Abstracts

FACTORS ASSOCIATED WITH FAILED EXTRA-TEMPORAL LOBE EPILEPSY SURGERY

Abstract number : 1.369
Submission category : 9. Surgery
Year : 2014
Submission ID : 1868074
Source : www.aesnet.org
Presentation date : 12/6/2014 12:00:00 AM
Published date : Sep 29, 2014, 05:33 AM

Authors :
Dario Englot, Kunal Raygor, Paul Garcia, Robert Knowlton, Kurtis Auguste and Edward Chang

Rationale: Seizure outcomes after extra-temporal lobe epilepsy (ETLE) surgery are less favorable than with temporal lobectomy, but the reasons for surgical failure are incompletely understood. While others have studied predictors of seizure freedom in ETLE surgery, few have performed in-depth examination of seizure recurrences to identify possible reasons for failure.
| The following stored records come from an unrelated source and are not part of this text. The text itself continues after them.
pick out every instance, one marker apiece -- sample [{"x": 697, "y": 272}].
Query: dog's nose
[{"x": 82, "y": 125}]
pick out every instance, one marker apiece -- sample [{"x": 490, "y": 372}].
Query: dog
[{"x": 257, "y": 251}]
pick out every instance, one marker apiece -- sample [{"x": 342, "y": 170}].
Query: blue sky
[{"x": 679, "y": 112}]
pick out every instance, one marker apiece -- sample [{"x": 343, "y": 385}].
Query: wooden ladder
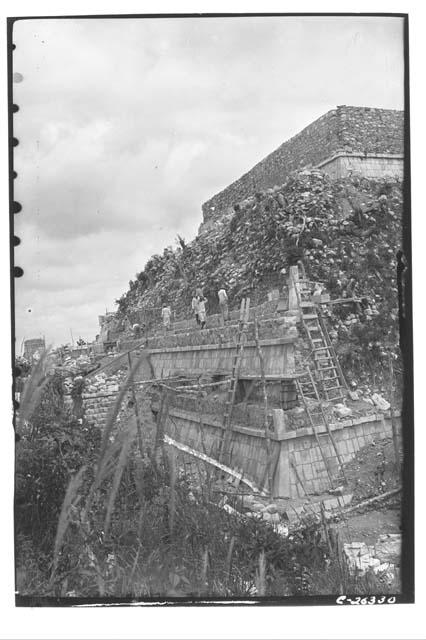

Methods: We reviewed 107 resections for drug-resistant ETLE surgery performed at our institution between 1998 and 2011. We performed quantitative analysis of seizure outcome predictors, as well as detailed qualitative review of failed surgical cases - including relevant post-operative diagnostic studies - to provide insight into the source of recurrent seizures. Results: Of 107 ETLE resections, 64 (60%) resulted in freedom from disabling seizures (Engel I outcome). Mean (± SEM) patient age was 17.9 ± 1.3 years, mean follow-up was 4.3 years (range, 1-17), and 59% of patients were male. Less favorable (Engel II-IV) seizure outcome was predicted by a higher frequency (≥4/day) of seizures before surgery (OR: 0.32; 95% CI: 0.14 - 0.78), and by a history of generalized tonic-clonic seizures (OR: 0.37; 95% CI: 0.15 - 0.95). Among 32 surgical failures examined, 24 (75%) were related to "extent of resection," with residual epileptic focus at the resection margins, while 8 (25%) involved "location of resection," with an additional epileptogenic zone distant from the resection (Figure 1). Other factors commonly associated with failure were also identified. Of 16 patients who then received reoperation after seizure recurrence, 10 (63%) achieved seizure freedom. Conclusions: Insufficient extent of resection is a common reason for recurrent seizures after ETLE surgery, although some patients harbor an additional epileptic focus. Accurate delineation of the entire epileptogenic zone is a critical goal, but some patients who fail surgery may be candidates for reoperation.